Department of Pediatrics, University of Groningen, University Medical Center Groningen, Groningen, The Netherlands.
Department of Pathology and Medical Biology, University of Groningen, University Medical Center Groningen, Groningen, The Netherlands.
J Inherit Metab Dis. 2020 Jan;43(1):63-70. doi: 10.1002/jimd.12093. Epub 2019 Apr 22.

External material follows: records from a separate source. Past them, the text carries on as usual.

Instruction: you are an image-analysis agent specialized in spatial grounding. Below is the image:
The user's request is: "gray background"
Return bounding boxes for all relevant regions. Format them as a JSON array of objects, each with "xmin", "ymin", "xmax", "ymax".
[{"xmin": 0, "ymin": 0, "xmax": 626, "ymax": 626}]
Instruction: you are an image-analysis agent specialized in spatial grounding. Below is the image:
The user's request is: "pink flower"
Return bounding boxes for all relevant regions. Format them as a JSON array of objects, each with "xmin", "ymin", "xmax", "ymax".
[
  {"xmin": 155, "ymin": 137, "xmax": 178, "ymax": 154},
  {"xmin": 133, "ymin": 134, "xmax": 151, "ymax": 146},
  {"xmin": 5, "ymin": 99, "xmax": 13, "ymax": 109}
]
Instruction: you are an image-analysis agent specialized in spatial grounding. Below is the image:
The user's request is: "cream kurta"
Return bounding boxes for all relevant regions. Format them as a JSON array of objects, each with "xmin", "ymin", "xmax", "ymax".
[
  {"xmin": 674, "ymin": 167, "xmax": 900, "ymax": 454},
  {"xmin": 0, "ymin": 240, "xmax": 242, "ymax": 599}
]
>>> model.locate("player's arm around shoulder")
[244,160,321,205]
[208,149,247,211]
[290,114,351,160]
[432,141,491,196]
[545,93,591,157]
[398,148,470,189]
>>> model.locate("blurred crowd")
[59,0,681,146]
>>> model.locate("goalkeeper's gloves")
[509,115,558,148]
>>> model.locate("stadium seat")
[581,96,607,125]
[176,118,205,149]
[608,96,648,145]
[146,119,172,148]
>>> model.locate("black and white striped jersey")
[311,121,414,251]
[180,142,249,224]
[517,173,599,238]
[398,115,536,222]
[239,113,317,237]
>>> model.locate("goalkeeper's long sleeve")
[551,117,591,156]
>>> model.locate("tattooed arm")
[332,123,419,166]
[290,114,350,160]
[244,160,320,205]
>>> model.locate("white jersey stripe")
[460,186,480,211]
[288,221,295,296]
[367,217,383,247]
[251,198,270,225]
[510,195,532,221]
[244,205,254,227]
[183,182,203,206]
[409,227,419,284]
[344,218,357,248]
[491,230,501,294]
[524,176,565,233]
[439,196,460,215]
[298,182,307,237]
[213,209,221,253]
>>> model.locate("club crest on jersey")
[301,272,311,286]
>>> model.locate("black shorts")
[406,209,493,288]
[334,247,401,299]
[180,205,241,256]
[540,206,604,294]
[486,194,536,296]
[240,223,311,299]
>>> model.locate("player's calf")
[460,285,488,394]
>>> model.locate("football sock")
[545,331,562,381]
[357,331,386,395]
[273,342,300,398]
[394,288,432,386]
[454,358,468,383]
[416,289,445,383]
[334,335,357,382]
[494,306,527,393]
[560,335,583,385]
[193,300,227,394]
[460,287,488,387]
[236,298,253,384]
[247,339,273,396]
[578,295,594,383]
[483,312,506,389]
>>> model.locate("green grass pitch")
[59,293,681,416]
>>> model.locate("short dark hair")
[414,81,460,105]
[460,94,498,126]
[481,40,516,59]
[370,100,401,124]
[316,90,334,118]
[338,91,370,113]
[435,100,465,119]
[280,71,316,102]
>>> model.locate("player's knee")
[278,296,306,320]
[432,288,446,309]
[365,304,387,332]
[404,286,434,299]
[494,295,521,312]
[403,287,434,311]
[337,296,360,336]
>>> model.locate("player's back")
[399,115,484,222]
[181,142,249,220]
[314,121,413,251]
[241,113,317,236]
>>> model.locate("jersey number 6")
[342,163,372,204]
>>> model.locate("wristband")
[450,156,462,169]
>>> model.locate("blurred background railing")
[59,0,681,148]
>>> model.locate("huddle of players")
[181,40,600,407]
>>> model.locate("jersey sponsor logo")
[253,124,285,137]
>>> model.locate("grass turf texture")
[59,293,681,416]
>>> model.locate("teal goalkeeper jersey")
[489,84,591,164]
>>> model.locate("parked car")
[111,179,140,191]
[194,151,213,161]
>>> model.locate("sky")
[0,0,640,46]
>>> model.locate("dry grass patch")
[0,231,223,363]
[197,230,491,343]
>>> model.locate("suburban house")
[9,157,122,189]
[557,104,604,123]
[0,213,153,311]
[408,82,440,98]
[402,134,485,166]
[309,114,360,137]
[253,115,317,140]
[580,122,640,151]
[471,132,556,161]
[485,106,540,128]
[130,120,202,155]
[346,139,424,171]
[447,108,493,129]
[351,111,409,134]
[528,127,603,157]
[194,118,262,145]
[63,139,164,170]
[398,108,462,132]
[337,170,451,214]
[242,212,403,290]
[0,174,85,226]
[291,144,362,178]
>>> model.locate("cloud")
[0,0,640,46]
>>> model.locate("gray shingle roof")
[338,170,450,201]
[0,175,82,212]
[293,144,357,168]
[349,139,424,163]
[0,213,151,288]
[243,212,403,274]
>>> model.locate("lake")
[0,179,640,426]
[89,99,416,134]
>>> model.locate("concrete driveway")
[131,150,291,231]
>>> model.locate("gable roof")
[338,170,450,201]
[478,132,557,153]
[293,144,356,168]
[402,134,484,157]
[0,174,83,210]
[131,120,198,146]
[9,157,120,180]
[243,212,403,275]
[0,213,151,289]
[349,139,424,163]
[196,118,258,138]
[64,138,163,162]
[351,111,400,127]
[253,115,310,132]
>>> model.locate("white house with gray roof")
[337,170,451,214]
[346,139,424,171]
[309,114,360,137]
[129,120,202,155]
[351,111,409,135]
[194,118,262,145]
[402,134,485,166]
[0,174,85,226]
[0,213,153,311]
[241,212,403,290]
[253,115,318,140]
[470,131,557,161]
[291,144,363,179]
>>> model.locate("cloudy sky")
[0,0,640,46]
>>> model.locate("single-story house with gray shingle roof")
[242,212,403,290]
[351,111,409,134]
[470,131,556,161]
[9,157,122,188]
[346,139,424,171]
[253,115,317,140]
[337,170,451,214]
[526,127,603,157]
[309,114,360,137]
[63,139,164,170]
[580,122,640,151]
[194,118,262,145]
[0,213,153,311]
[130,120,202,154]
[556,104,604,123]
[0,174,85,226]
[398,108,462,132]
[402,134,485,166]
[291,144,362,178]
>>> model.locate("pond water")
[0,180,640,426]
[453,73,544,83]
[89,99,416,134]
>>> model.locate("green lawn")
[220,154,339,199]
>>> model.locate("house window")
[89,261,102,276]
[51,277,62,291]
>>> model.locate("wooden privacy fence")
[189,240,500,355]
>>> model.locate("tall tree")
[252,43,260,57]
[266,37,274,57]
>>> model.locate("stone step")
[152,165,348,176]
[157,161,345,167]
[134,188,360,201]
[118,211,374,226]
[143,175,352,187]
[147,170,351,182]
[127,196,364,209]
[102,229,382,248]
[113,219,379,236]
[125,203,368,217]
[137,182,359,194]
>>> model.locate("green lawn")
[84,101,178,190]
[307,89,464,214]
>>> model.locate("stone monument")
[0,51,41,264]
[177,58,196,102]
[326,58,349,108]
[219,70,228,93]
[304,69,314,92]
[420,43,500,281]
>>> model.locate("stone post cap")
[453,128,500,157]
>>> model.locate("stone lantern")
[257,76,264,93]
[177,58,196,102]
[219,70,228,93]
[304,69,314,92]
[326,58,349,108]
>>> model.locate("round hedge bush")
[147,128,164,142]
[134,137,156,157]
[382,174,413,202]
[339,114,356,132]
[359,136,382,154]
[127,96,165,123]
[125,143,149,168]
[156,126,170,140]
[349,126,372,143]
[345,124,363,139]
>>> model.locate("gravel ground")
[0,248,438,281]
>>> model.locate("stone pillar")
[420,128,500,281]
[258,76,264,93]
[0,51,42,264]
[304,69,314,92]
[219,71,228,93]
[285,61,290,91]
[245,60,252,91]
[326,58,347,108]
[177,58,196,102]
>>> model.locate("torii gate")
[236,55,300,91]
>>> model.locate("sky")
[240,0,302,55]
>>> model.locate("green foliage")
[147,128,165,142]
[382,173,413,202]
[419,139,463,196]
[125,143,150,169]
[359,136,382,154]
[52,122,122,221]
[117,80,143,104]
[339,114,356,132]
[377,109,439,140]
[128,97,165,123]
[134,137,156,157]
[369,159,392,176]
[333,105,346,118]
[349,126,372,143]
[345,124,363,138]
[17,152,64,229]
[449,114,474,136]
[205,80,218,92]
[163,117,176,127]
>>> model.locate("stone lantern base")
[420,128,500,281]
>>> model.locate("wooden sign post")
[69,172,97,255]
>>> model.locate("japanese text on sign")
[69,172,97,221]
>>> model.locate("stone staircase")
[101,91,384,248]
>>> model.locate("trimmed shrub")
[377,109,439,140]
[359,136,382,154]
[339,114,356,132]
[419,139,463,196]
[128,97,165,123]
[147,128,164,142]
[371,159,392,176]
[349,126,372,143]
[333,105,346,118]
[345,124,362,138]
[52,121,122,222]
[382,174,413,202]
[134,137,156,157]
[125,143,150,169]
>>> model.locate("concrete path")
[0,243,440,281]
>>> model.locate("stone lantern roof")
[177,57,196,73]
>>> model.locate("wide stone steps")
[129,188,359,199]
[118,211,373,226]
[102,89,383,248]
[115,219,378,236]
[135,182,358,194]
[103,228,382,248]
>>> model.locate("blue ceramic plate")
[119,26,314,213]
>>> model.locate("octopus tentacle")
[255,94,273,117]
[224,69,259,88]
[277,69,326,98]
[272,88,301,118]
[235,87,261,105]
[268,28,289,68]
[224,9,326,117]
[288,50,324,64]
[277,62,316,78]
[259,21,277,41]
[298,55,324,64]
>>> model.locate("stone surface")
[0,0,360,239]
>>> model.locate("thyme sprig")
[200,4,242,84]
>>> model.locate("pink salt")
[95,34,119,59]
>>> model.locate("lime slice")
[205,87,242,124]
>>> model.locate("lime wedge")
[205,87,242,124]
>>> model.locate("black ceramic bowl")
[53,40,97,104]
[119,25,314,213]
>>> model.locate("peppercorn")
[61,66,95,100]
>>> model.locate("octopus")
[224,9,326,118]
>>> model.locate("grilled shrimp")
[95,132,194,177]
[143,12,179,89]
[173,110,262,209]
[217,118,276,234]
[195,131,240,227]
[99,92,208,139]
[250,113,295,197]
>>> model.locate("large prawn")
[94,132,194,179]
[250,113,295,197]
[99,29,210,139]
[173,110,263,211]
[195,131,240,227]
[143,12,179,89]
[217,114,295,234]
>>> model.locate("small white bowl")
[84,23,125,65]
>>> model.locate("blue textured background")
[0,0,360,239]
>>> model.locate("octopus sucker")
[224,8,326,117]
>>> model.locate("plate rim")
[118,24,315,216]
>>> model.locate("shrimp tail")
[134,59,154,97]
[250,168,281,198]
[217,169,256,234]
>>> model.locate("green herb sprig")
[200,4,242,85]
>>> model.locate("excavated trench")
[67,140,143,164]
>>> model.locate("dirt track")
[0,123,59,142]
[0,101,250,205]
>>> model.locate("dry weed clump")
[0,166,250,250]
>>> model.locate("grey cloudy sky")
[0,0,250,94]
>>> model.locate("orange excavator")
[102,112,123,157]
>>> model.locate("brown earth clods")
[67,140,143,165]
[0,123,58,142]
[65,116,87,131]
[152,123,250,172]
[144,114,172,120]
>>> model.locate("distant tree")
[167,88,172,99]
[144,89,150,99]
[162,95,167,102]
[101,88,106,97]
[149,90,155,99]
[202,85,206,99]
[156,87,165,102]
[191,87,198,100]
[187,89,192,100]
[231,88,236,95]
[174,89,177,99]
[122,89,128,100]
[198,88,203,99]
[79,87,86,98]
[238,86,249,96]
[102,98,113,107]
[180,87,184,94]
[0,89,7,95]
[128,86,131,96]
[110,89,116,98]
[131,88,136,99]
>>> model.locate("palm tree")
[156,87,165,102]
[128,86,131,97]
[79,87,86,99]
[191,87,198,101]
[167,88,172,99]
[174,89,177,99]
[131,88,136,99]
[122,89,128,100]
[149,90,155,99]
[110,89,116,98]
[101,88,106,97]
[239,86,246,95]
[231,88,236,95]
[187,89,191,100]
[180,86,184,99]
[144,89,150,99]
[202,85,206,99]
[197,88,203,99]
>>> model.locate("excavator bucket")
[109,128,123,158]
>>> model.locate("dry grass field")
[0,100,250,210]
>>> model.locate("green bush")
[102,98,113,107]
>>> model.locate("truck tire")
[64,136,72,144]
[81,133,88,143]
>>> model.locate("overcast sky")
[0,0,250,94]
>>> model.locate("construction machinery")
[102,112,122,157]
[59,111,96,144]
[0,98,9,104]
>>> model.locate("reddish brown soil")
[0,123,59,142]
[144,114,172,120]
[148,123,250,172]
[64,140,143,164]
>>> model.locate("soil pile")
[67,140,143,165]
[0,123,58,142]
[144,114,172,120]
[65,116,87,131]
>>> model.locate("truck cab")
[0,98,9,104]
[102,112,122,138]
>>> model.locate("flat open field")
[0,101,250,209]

Gene therapy is currently considered as the optimal treatment for inborn errors of metabolism (IEMs), as it aims to permanently compensate for the primary genetic defect. However, emerging gene editing approaches such as CRISPR-Cas9, in which the DNA of the host organism is edited at a precise location, may have outperforming therapeutic potential. Gene editing strategies aim to correct the actual genetic mutation, while circumventing issues associated with conventional compensation gene therapy. Such strategies can also be repurposed to normalize gene expression changes that occur secondary to the genetic defect. Moreover, besides the genetic causes of IEMs, it is increasingly recognized that their clinical phenotypes are associated with epigenetic changes. Because epigenetic alterations are principally reversible, this may offer new opportunities for treatment of IEM patients. Here, we present an overview of the promises of epigenetics in eventually treating IEMs. We discuss the concepts of gene and epigenetic editing, and the advantages and disadvantages of current and upcoming gene-based therapies for treatment of IEMs.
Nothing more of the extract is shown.